In exchange for their valuable spectrum holdings, broadcasters ostensibly will receive serious cash. But this is a decision not to be taken lightly. It portends a drastically and indelibly changed communications landscape, which tilts invariably in favor of the wireless industry. The first installment of the tripartite auction yielded over $40 billion for the sale of AWS-3 wireless spectrum. This was double the most liberal projection, and has ushered in a new stage of anticipatory, irrational exuberance for the broadcast spectrum to come.
To be fair, the prospect of gaining tens, if not hundreds, of millions of dollars for underutilized spectrum is hard to argue against. For some broadcasters, this would be a long-overdue reward for years of thankless toil in the vineyards. After all, the auction is completely voluntary. And yet, relinquishing a scarce and irreplaceable resource, at any cost, could spell the end of broadcasting as we now know it, especially as those left standing are “repacked” into new and unfamiliar spaces. If there is a broadcast victory to be had, it may be pyrrhic. Once sold, the spectrum is forever gone, and with it a unique nexus and claim to communities across America.
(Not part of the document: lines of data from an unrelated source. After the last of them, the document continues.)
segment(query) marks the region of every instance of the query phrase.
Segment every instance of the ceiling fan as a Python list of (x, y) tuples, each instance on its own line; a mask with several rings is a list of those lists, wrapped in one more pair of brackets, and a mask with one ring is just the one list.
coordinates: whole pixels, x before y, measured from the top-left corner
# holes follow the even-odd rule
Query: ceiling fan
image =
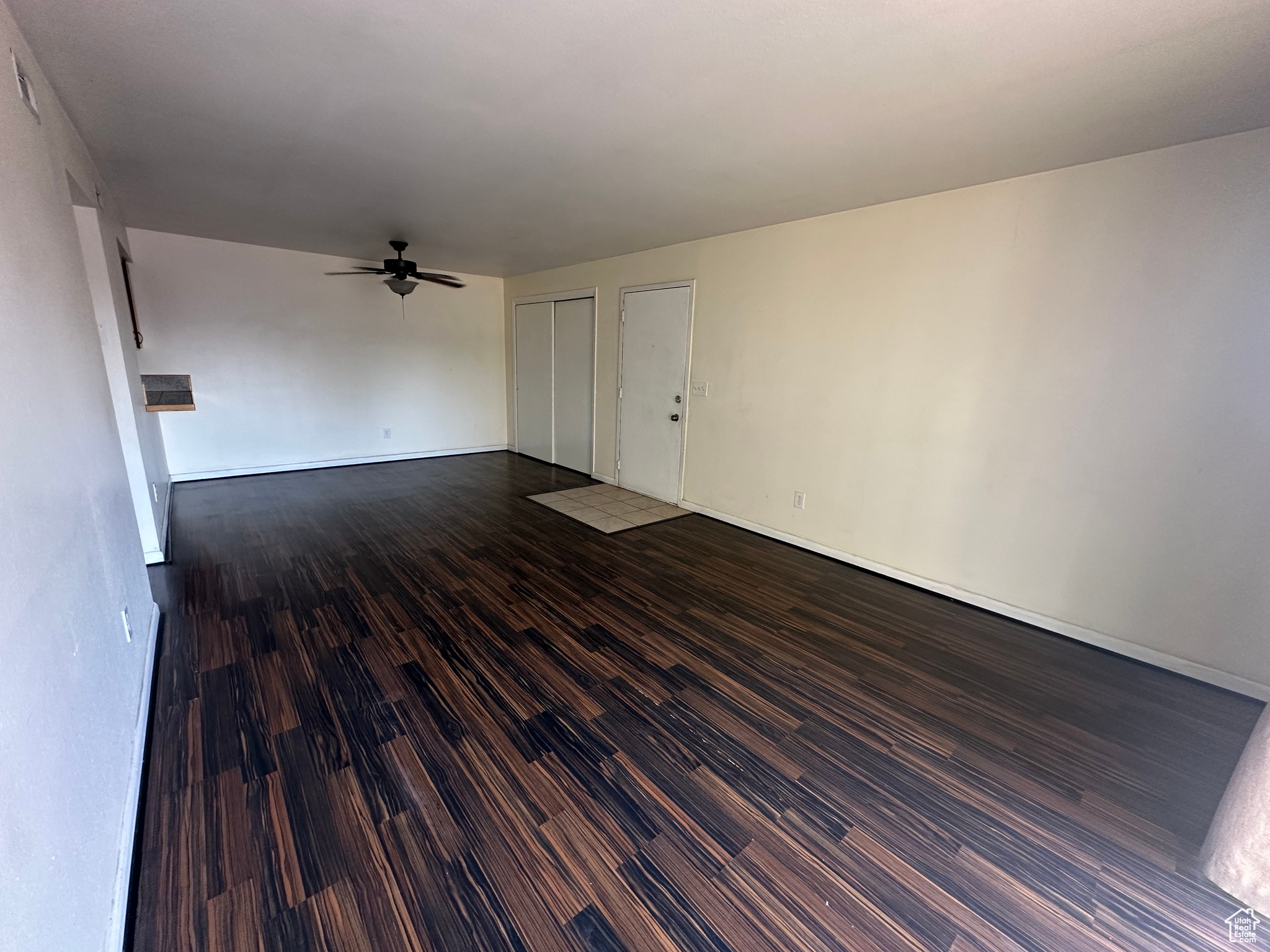
[[(398, 256), (385, 258), (382, 268), (366, 268), (364, 265), (356, 265), (356, 270), (352, 272), (326, 272), (326, 274), (389, 274), (391, 277), (384, 283), (392, 289), (394, 294), (400, 294), (403, 302), (405, 301), (406, 294), (419, 287), (419, 281), (431, 281), (433, 284), (444, 284), (447, 288), (466, 287), (452, 274), (420, 272), (419, 265), (414, 261), (408, 261), (401, 256), (401, 253), (408, 248), (405, 241), (389, 241), (389, 244), (392, 246), (392, 250), (398, 253)], [(419, 281), (410, 281), (410, 278), (418, 278)]]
Of course, the market is anything but predictable, and the incentive auction could prove too complicated, contentious or concessional for broadcasters to embrace wholesale. While some hope for such an outcome, the die appears to be cast. The cruel irony, however, is that broadcasters have been the most reliable partners to government — ever present through disasters, emergencies and times of trouble. In exchange for such enduring loyalty, the government has proffered a scheme to reallocate spectrum that may be predatory, if not altogether plunderous. The fact that it is voluntary does not lend it verisimilitude.
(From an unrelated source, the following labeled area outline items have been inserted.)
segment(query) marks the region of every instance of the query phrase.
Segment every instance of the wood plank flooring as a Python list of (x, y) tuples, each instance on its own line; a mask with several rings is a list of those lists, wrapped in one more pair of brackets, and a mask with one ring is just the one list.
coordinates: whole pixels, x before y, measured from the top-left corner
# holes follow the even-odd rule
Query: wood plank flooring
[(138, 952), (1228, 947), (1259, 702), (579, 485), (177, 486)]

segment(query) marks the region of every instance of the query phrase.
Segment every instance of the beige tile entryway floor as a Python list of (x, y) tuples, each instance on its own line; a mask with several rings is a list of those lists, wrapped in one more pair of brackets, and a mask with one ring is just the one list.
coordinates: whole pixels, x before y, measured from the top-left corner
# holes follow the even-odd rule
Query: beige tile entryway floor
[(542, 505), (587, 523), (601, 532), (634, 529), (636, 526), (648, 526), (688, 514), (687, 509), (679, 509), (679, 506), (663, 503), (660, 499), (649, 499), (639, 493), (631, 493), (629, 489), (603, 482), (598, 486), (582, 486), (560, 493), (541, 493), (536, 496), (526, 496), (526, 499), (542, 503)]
Broadcasters were once known as a hearty bunch. To prevail in the broadband future, they will need every bit of wit to survive this latest Trojan horse. The prescient among them should unfurl the warning flags when the government flashes an incentive, subsidy or credit to motivate industry complicity. And lest they forget the admonition of Cassandra, if a gift looks too good to be true, it probably is, even if left at the front gate of your once-impenetrable fortress.
Adonis Hoffman is an attorney and adjunct professor in Communication, Culture and Technology at Georgetown University. He recently left the FCC, where he had been chief of staff and senior legal advisor to FCC commissioner Mignon Clyburn. He is also the author of Doing Good: The New Rules of Corporate Responsibility, Conscience and Character.